Appunti di viaggio
C’è un viaggio che mi porto dentro da anni.
Un tarlo silenzioso che scava nelle ore morte, nei risvegli notturni senza motivo, nei giorni in cui fuori non accade nulla ma dentro si muove tutto.
Capo Nord.
Dicono sia il confine del mondo, quel bordo sottile dove la terra smette di raccontare e comincia qualcos’altro.
Non ricordo nemmeno quando ho iniziato a desiderarlo.
Forse da sempre.
O forse è nato dentro di me, come è nata la voglia di libertà. Come quello strato di malinconia che non sai spiegare. Come certe notti davanti allo specchio, quando ti chiedi che cazzo ci fai ancora qui.
Capo Nord, per me, non è solo una meta.
Col tempo è diventato una mitologia personale, una direzione dell’anima.
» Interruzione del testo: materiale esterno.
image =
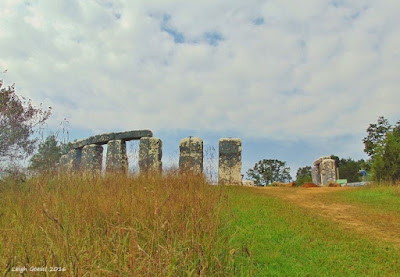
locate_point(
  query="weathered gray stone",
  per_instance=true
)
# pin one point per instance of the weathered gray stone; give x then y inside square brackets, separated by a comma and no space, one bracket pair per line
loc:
[92,158]
[248,183]
[230,161]
[316,175]
[327,169]
[71,161]
[117,160]
[150,154]
[191,155]
[319,160]
[104,138]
Un’idea ubriaca di purezza.
Un luogo che non ti cura, ma ti guarda in silenzio mentre ti svuoti del tutto.
È strano il rapporto che ho con questo viaggio.
Non l’ho mai fatto. Ci ho pensato mille volte, lo sfioro ogni tanto come si fa con una vecchia cicatrice: una fitta improvvisa, qualcosa che non va.
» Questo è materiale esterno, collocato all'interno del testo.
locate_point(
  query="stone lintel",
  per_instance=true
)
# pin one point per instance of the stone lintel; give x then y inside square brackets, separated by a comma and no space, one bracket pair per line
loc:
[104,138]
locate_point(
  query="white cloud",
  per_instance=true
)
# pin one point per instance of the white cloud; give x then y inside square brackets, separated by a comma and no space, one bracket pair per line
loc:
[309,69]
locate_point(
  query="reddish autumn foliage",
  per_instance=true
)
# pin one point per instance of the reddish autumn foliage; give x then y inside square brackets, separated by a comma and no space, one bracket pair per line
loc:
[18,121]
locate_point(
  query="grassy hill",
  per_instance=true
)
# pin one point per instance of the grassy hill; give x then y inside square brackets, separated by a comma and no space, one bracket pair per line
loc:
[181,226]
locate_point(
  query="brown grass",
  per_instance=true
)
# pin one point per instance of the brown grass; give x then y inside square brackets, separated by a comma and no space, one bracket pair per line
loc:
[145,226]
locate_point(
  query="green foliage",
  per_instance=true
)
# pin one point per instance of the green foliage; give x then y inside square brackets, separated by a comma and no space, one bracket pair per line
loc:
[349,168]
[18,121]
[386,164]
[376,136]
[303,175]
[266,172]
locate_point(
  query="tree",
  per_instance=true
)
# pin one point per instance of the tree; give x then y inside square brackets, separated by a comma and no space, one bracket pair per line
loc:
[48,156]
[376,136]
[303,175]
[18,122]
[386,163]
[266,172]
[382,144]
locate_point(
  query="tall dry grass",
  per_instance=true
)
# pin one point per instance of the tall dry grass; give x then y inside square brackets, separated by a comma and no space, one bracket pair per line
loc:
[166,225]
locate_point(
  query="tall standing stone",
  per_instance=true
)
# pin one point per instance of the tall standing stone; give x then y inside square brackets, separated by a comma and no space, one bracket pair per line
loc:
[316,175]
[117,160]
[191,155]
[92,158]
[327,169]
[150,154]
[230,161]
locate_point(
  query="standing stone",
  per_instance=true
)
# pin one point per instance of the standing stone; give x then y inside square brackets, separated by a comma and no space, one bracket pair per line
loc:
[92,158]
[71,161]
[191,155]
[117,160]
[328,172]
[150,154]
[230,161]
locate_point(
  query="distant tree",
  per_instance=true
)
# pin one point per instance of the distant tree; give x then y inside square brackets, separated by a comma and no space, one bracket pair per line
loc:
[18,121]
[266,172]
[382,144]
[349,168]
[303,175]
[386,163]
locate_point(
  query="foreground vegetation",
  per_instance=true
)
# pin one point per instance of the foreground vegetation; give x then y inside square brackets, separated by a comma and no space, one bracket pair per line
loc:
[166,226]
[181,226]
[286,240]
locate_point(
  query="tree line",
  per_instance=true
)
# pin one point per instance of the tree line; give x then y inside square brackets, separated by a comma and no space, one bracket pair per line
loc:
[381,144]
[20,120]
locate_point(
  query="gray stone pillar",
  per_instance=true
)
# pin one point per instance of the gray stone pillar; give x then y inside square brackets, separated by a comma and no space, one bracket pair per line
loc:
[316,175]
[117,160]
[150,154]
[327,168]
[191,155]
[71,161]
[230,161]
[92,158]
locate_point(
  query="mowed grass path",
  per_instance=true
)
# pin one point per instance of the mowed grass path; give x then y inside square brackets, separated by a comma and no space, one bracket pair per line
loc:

Ci sono sempre stati ostacoli, scuse, imprevisti. Vite da vivere, vite da sopportare. Ma forse, sotto sotto, non ci sono mai andato perché ho paura.
Paura che, una volta arrivato, qualcosa dentro di me si spezzi per sempre. O peggio: si ricomponga. Finalmente.
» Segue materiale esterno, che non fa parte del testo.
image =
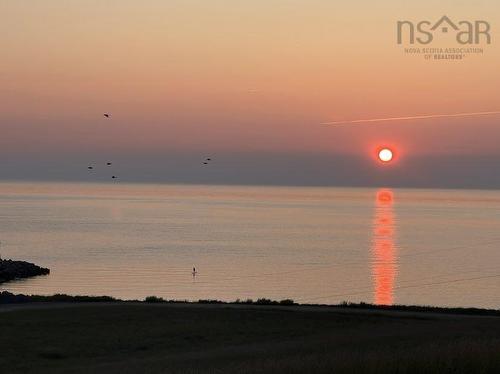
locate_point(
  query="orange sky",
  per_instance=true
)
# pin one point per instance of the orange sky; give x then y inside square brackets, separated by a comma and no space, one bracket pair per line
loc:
[242,76]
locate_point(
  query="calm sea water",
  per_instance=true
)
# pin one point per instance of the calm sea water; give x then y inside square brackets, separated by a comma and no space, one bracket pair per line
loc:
[321,245]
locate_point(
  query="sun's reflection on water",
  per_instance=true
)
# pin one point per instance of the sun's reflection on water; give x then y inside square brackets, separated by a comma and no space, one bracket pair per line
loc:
[384,261]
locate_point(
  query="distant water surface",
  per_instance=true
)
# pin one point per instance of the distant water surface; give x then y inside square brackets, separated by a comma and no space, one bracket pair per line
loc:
[319,245]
Perché lo so cosa cerco lassù. Non è il panorama.
Non è il freddo, che pure amo.
Non sono nemmeno le strade che si perdono nell’infinito.
È una resa dei conti.
Con me stesso. Con i miei fallimenti. Con quella parte di me che ancora urla sotto il peso degli anni e dei giorni tutti da combattere. Vorrei arrivarci svuotato, ridotto all’osso, senza più alibi. Vorrei che il silenzio del Nord mi scavi le ossa, che il vento mi pettini i pensieri come dita ruvide e oneste.
E poi… poi c’è quel sogno assurdo, poetico, forse anche patetico e inutile ma proprio per questo vale la pena viverlo: suonare il pianoforte davanti al tramonto di Capo Nord.
Trovare, per miracolo, un pianoforte. Anche sgangherato. Anche stonato. Anche solo per pochi minuti.
E lasciare che siano le dita a parlare per me.
Nessun pubblico. Nessuna scena. Solo io, il freddo, e quel sole stanco che non vuole andare a dormire.
Forse non saprò nemmeno cosa suonare.
Forse sarà solo un’improvvisazione, una confessione buttata lì, un blues muto che si perde nel vento.
Se chiudo gli occhi riesco già a sentirla: la scala blues, in uno sporco Do maggiore. “C – Eb – F – F# – G – Bb – C.”
E so che in quei minuti, se mai accadranno, sarà come rimettere insieme i pezzi. Come dire alla vita: “Ecco, ho resistito. E ora ti lascio questa musica, come si lascia una bestemmia sotto un cielo troppo bello.”
Capo Nord.
Forse non è nemmeno un luogo.
È la mia ultima fuga. La mia redenzione.
Il mio modo di dire addio senza dire nulla.
Un brindisi solitario all’anima che non ho mai capito del tutto, ma che ancora ci prova.
E se non ci arriverò mai… allora almeno scriverne sarà la mia piccola, bastarda rivincita.